Kai Wegners erster voller Arbeitstag als Regierender Bürgermeister verlief ohne Pannen. Nicht mal die AfD hat ihm ein Bein gestellt. Dazu bestand auch keine Gelegenheit mehr, anders als am Donnerstag, als die Rechtsausleger im Berliner Abgeordnetenhaus aus dem Nichts erklärten, im dritten Durchgang für Wegner gestimmt zu haben.

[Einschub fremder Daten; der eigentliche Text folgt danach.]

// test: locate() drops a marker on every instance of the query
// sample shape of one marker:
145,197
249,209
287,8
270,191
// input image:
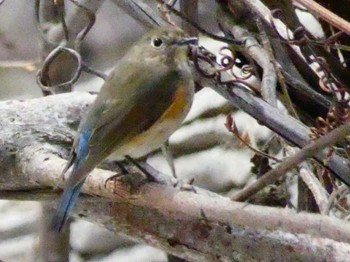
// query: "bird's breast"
160,131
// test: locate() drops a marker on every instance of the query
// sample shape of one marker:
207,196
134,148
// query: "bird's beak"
187,41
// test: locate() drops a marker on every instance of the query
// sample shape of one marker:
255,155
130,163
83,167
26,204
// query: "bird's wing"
127,105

Öffentlichkeit und Politikbetrieb haben der Partei prompt den Gefallen getan, übers Stöckchen zu springen und die Empörungsmaschine anzuwerfen. Wegner sei womöglich „Bürgermeister von Gnaden der AfD-Faschos“, ereiferte sich die Linkspartei. Dabei ist völlig unklar, woher die 86 Stimmen genau kamen. 80 hätte Wegner gebraucht, 79 waren es eine Runde zuvor. Der Gedanke, dass ein paar unzufriedene Sozialdemokraten doch noch einlenkten, ist nicht vermessen.

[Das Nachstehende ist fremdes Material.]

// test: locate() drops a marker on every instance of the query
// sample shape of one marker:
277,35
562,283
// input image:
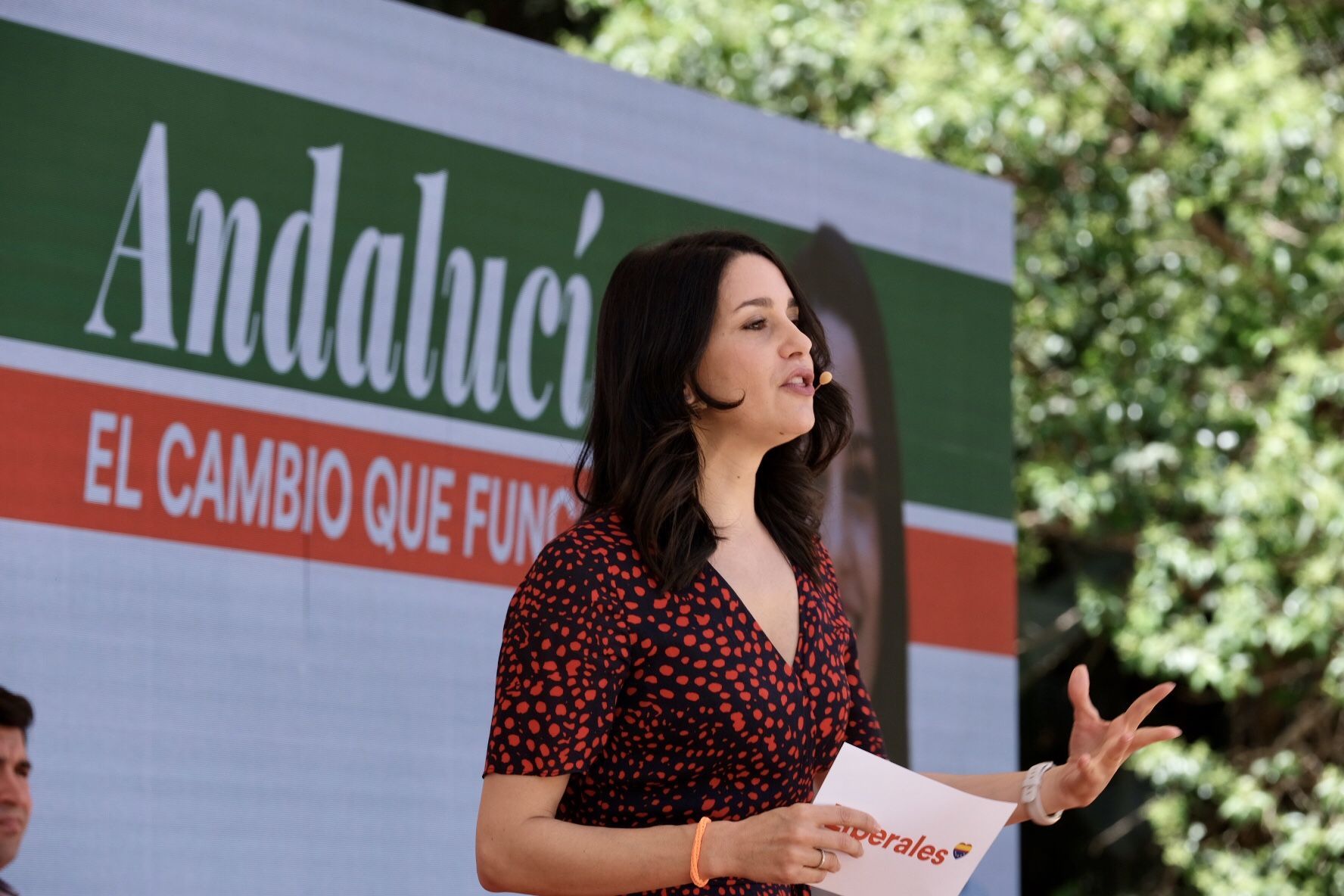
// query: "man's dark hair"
15,711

Hinzu kommt: Vielleicht hat ja die AfD – man mag es kaum glauben – auch gelogen. Doch selbst wenn nicht, kann man sich nicht aussuchen, von wem man gewählt wird. Es macht einen Unterschied, ob man mit Rechtspolitikern eine Allianz schmiedet, oder ob sie ihre Stimme einem geben, der sich nicht wehren kann. Ersteres ist ein Tabubruch, Letzteres souverän zu ignorieren. Zudem ist Wegner, anders als der FDP-Mann Kemmerich in Thüringen, nicht nur durch das Taktieren der AfD ins Amt gelangt. Die Partei mag unangenehm schrill sein, ihr Personal zweifelhaft, das Verhältnis zur Demokratie oft heikel. Umso mehr sollte man sich hüten, jede ihrer Provokationen reflexhaft aufzuwerten.